Where reports and supporting documents need to be printed, care should be taken to ensure that documents are securely delivered to the intended recipients or that the intended recipients are able to print directly from company systems to home printers. Sensitive documents should not be sent from unsecure webmail or loaded onto personal devices. Clear guidance should be provided on what recipients can and cannot do with the documents and the information within them (particularly if the report is privileged) and how such documents are to be stored and ultimately archived or destroyed.
5. Calls and other practicalities
Those working on investigations – particularly those living with others – must have a location where calls may be taken confidentially. Appropriate equipment (e.g. headsets) should also be used. This may only be possible at particular times of the day and so a regular call at a set time may be appropriate.
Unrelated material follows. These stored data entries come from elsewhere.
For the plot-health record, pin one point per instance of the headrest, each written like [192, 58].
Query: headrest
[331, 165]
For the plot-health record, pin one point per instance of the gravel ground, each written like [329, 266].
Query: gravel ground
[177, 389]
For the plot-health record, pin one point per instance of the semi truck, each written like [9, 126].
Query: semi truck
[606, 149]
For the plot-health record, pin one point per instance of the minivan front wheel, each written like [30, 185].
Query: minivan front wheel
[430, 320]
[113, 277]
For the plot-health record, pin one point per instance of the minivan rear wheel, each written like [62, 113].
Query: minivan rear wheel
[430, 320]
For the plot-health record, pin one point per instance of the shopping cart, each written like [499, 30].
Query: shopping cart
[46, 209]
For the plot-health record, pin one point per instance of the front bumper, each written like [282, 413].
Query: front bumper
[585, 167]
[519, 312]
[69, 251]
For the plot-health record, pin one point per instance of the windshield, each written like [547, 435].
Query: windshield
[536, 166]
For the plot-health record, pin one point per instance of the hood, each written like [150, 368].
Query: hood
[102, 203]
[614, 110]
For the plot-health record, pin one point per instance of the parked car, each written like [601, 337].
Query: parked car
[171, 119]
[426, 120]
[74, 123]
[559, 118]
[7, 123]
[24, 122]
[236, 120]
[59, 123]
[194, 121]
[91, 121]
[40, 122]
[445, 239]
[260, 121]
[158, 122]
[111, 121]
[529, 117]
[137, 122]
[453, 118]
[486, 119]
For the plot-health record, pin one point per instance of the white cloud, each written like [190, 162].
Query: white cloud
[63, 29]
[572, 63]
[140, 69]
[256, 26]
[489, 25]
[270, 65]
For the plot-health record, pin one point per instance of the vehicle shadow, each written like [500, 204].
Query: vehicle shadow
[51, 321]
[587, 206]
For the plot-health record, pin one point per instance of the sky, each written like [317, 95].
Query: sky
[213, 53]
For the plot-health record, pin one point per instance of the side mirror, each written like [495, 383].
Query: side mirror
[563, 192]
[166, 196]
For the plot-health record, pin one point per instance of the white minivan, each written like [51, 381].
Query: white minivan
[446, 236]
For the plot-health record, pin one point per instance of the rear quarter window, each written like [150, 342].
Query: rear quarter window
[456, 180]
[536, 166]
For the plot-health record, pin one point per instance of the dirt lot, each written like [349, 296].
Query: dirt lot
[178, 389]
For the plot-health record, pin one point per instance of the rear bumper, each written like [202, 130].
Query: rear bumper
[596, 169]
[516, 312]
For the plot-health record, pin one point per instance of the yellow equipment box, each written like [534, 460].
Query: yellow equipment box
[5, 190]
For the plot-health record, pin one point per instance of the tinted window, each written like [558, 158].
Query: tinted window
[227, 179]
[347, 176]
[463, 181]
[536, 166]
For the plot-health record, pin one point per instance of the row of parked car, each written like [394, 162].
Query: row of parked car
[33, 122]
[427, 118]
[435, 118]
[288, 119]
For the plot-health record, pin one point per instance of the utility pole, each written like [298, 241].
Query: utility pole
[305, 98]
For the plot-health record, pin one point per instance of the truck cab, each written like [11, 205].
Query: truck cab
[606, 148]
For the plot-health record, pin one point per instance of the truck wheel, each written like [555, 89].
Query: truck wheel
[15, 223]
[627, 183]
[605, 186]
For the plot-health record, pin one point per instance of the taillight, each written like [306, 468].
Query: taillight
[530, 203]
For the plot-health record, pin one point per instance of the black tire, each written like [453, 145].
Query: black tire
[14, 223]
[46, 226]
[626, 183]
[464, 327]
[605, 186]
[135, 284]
Consideration needs to be given to the practicalities of producing data to regulators or prosecutors (especially if eDisclosure personnel do not have access to hard drives or other removable media in their working location). Secure file transfer platforms may provide a solution but it is important to check file size restrictions and system compatibilities – and in any event, well ahead of any deadlines. Regulators and prosecutors have particular requirements for submission of electronic data including in relation to the integrity of the underlying metadata. The mode of delivery of these documents should therefore be checked for compliance with the relevant requirements. Deadlines for production of documents to regulators or prosecutors may need to be extended. In this regard, early engagement with regulators or prosecutors is likely to assist.
The growth in remote working will continue to increase the number and variety of data sources relevant to investigations, e.g. Skype, Zoom, Microsoft teams, Google chat, WhatsApp, WeChat and SMS, etc. Employers should make sure that their remote working and data privacy policies set clear expectations for employees on appropriate use of these media and what may be monitored or reviewed and the extent to which data on personal devices may be required.
As an overarching point, companies should ensure that as far as possible, they have the capability to preserve and collect data remotely. Retaining business records is good business practice, but it also has legal implications. The US Department of Justice (DOJ), for example, requires companies to implement appropriate guidance and controls to ensure that messages sent over ephemeral instant messaging applications are retained, and are retrievable in the event of an investigation. Companies that fail to do so could be prohibited from receiving full credit for timely and appropriate remediation in the context of a DOJ investigation.
Conducting investigations remotely presents a significant opportunity to save costs and to speed up the investigative process because it cuts down on the amount of travel and time required to conduct investigations. However, face-to-face or onsite data collections, meetings and interviews will always have their place (but may increasingly require justification).
The move to remote working necessitates a more technology-driven approach to managing investigations. Companies with a variety of ongoing investigations would be well-advised to consider maintaining a secure online investigations portal which should, among other things, help to track the progress of the various investigations and acts as a repository for key documents.